Published in May, Linker's 302-page book uses rich anecdotes and exhaustive research to detail the history of the summer game in Harrisburg dating back to 1890.

As Linker writes, "Fans today can look upon a field where baseball has been played in the same spot as it was:

"In 1890, when Frank Grant and Hughie Jennings became the first black-and-white teammates who eventually were inducted into baseball's Hall of Fame;

"In 1928, when Babe Ruth umpired a kids' game in the early afternoon before homering on the same field a couple of hours later;

"In 1952, when Eleanor Engle became the first woman to sign a pro baseball contract;

"And in 1999, when Milton Bradley launched a Hollywood moment of a grand slam that was beyond anything Bernard Malamud ever conceived for his fictional Roy Hobbs."

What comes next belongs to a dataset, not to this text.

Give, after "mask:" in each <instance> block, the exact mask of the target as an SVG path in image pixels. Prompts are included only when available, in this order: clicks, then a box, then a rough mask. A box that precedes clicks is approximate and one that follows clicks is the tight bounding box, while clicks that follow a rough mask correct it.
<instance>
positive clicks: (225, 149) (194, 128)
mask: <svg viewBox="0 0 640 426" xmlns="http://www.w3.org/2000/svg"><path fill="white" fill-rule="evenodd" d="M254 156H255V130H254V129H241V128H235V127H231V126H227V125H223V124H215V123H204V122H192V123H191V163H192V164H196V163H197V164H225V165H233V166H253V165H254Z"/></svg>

And, as Linker's book points out, baseball history wasn't the only thing unfolding on that one patch of grass a short stroll from downtown Harrisburg.

Oddballs, it seems, have been as much a part of the summer game's history on City Island as fastballs and curveballs.

"It's an interesting area; it's like the Bermuda Triangle," former Montreal Expos farm director Donnie Reynolds tells Linker. "Weird stuff happens there."

No one is more suited to tell this absorbing tale than Linker, an award-winning sportswriter who has spent more than 30 years writing for newspapers and magazines in the Harrisburg area.

A former sports writer for the Harrisburg Patriot-News, Linker began covering the Harrisburg Senators in 1988 and has written more than 2,400 stories on the team.

"One Patch of Grass" encompasses dozens of interesting stories, and in bringing this little-known history to light Linker has done a great service not only to major league and minor league baseball, but also to the Negro Leagues.

He writes with grace and ease, and his chapters on Charleston, whom Bill James ranked fourth on his list of all-time great players behind Ruth, Honus Wagner and Willie Mays; on the 1931 Grays, who boasted five future Hall of Famers; on the rubber-armed Paige and ironman Ben Taylor; and on the celebrated outfield of Charleston, Rap Dixon and Fats Jenkins, offer welcome and much-needed slices of Negro League history.

"One Patch of Grass," listed at $14.95, can be purchased online at harrisburgbaseball.com. Copies can also be bought at the Harrisburg Senators' Team Store on City Island.